Many users manage files, run programs, and otherwise interact with their computers only through a graphical user interface (GUI), clicking on applications or other files to open them. Some activities, though, including some activities that are important for this workshop, are performed more easily by typing instructions out in words and hitting the Enter key within an interface known as the the command line (sometimes also called the shell, the terminal, or the command prompt; we will use these terms interchangeably). In this workshop we use the command line primarily for three things: to install software, to change the directory within which we’re working, and to run Python programs. This tutorial describes each of these briefly. For more information about using the command line, see the Command line crash course (link at the bottom of the page) or The Unix Shell from Software Carpentry.

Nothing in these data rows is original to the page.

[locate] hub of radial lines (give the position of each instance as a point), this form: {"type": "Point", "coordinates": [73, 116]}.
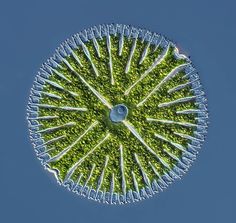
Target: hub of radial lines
{"type": "Point", "coordinates": [118, 113]}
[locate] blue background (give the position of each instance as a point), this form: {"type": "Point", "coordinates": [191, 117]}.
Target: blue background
{"type": "Point", "coordinates": [29, 33]}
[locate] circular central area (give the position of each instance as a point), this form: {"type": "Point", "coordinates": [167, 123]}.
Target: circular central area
{"type": "Point", "coordinates": [118, 113]}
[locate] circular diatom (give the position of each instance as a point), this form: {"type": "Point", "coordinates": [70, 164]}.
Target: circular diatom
{"type": "Point", "coordinates": [117, 114]}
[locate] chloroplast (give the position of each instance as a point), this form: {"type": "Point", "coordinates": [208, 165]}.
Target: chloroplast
{"type": "Point", "coordinates": [117, 114]}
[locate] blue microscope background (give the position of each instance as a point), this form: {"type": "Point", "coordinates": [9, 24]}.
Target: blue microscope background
{"type": "Point", "coordinates": [30, 31]}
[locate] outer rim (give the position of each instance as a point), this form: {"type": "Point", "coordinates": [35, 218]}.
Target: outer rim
{"type": "Point", "coordinates": [131, 196]}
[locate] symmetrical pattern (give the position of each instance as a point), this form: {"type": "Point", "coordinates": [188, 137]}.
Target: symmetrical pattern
{"type": "Point", "coordinates": [117, 114]}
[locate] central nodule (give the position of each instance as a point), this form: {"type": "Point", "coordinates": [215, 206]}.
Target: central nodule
{"type": "Point", "coordinates": [118, 113]}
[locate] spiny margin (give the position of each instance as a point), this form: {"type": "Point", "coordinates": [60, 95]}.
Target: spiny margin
{"type": "Point", "coordinates": [53, 63]}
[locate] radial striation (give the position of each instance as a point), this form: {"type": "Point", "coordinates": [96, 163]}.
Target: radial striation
{"type": "Point", "coordinates": [117, 114]}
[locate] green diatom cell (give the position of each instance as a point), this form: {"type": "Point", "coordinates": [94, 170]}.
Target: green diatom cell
{"type": "Point", "coordinates": [117, 114]}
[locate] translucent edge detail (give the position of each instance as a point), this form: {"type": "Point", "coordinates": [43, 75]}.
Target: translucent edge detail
{"type": "Point", "coordinates": [66, 49]}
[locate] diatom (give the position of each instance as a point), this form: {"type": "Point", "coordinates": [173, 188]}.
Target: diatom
{"type": "Point", "coordinates": [117, 114]}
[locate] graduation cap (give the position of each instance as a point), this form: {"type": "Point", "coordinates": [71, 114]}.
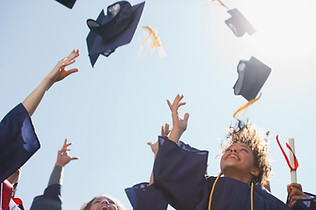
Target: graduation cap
{"type": "Point", "coordinates": [112, 30]}
{"type": "Point", "coordinates": [252, 75]}
{"type": "Point", "coordinates": [239, 24]}
{"type": "Point", "coordinates": [67, 3]}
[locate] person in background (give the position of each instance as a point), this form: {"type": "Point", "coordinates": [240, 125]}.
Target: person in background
{"type": "Point", "coordinates": [102, 202]}
{"type": "Point", "coordinates": [18, 140]}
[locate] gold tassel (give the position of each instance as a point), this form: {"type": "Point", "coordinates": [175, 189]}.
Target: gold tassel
{"type": "Point", "coordinates": [220, 2]}
{"type": "Point", "coordinates": [153, 40]}
{"type": "Point", "coordinates": [246, 106]}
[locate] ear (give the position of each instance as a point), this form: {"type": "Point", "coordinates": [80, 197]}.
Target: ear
{"type": "Point", "coordinates": [255, 171]}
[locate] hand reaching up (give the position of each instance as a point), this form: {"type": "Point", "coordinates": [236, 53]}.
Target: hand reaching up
{"type": "Point", "coordinates": [179, 125]}
{"type": "Point", "coordinates": [63, 157]}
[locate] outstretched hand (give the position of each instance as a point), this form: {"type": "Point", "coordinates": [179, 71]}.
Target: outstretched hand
{"type": "Point", "coordinates": [179, 125]}
{"type": "Point", "coordinates": [164, 132]}
{"type": "Point", "coordinates": [63, 157]}
{"type": "Point", "coordinates": [295, 193]}
{"type": "Point", "coordinates": [59, 72]}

Each operating system makes a terminal available by default, without requiring special installation:
A window will open that displays a command line, a place where you can type instructions to be executed on the computer, with a prompt that might look something like this on a Mac OS Terminal:
or this in the Windows Powershell:
PS C:\Users\Tara L Andrews>
or this in a Linux terminal:
The prompt (which ends in the examples above with either a dollar sign [“$”] or a right angle bracket [“>”]) tells you that you can type instructions to be executed. When you do that, the terminal will sometimes print output or messages in response to what you’ve told it to do (not all terminal commands produce output or messages in the terminal window), and it will then usually present another command prompt so that you can enter a new command.
Now you are ready to type the commands that come next. To run a command, type it into the command prompt window and hit the Enter key. You can practice by typing
echo 'hello, world' and then hitting the Enter key, and the system should echo back to you the string “hello, world”. (You can use single or double straight quotation marks around the phrase you want to echo, but whichever one you use at the beginning must match the one you use at the end.)

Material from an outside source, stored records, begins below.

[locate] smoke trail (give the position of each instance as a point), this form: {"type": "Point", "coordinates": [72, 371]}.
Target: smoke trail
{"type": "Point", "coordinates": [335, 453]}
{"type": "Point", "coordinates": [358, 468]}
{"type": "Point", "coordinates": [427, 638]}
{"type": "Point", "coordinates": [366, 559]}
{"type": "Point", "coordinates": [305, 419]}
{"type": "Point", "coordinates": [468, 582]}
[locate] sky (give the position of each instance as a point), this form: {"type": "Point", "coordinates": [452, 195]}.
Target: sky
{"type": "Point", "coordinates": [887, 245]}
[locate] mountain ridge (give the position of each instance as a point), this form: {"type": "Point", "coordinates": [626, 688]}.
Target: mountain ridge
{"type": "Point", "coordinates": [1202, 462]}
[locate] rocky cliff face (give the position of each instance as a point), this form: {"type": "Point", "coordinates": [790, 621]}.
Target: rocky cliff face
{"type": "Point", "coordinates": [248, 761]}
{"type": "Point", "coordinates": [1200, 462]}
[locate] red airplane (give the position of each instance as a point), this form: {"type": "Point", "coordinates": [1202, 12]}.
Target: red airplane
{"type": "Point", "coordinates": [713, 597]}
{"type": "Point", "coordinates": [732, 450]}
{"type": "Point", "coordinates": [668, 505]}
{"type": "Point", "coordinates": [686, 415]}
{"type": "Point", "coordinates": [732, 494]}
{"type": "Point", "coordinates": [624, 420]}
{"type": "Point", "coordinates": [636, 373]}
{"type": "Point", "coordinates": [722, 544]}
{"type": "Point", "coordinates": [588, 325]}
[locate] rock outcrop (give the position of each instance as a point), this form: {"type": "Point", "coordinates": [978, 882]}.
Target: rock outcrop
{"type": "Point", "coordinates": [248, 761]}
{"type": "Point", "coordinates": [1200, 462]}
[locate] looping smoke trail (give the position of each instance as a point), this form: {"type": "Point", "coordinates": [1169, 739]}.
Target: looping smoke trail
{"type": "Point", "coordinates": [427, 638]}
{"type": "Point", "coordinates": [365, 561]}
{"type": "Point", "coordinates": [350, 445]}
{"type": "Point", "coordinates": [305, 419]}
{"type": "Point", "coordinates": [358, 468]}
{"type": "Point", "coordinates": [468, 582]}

Windows users: Some of you may have used cmd.exe in the past to work at the command line. We recommend Powershell (or, for Windows 10 users, bash) because it uses many of the same commands that have always been in use on Unix-like systems (including Linux and Mac OS), and so makes it easier for you to follow generic command-line instructions such as those we will be giving in the workshop. If you choose to stick to cmd.exe, you do so at your own risk, and the commands described below may not all be available.
To get started with CollateX you’ll need to install CollateX itself, along with a few supporting programs. Detailed installation instructions are available in our installation instructions, but the short version is that after you install Python (see the installation instructions), you should open a command prompt and run the following commands (but see the note below for Windows users concerning the Levenshtein installation):
pip install collatex pip install python-levenshtein pip install graphviz
pip install) is the command that you use for installing and updating software, and the command line is the simplest method for some—but not all—software installation. Our workshop also requires you to install Python (before you run the
pip commands above) and Graphviz, and those installations are normally performed with GUI installers that you download, and not at the command line. See the installation instructions for information about installing all software used in the workshop.
The files on your computer are organized into a hierarchical file system, and one special type of file is a directory, which, instead of containing text or other data, functions as a sort of folder that can contain other files (including other directories). At the top of the hierarchy is a root directory, which may contain files of many types, as well as subdirectories (which, in turn, may contain all of the same types of items as the root directory, all the way down). Your Desktop, the place where you download files, your Trash, and other items that look like folders in a graphical file manager (such as the Windows Explorer or the Mac OS Finder) are directories. A folder is a graphical and conceptual metaphor for a directory; thus we tend to talk about directories when working on the command line and to talk about folders when working in a graphical user interface (a GUI). But we are referring to the same thing: a directory in the file system, represented as a folder in the GUI.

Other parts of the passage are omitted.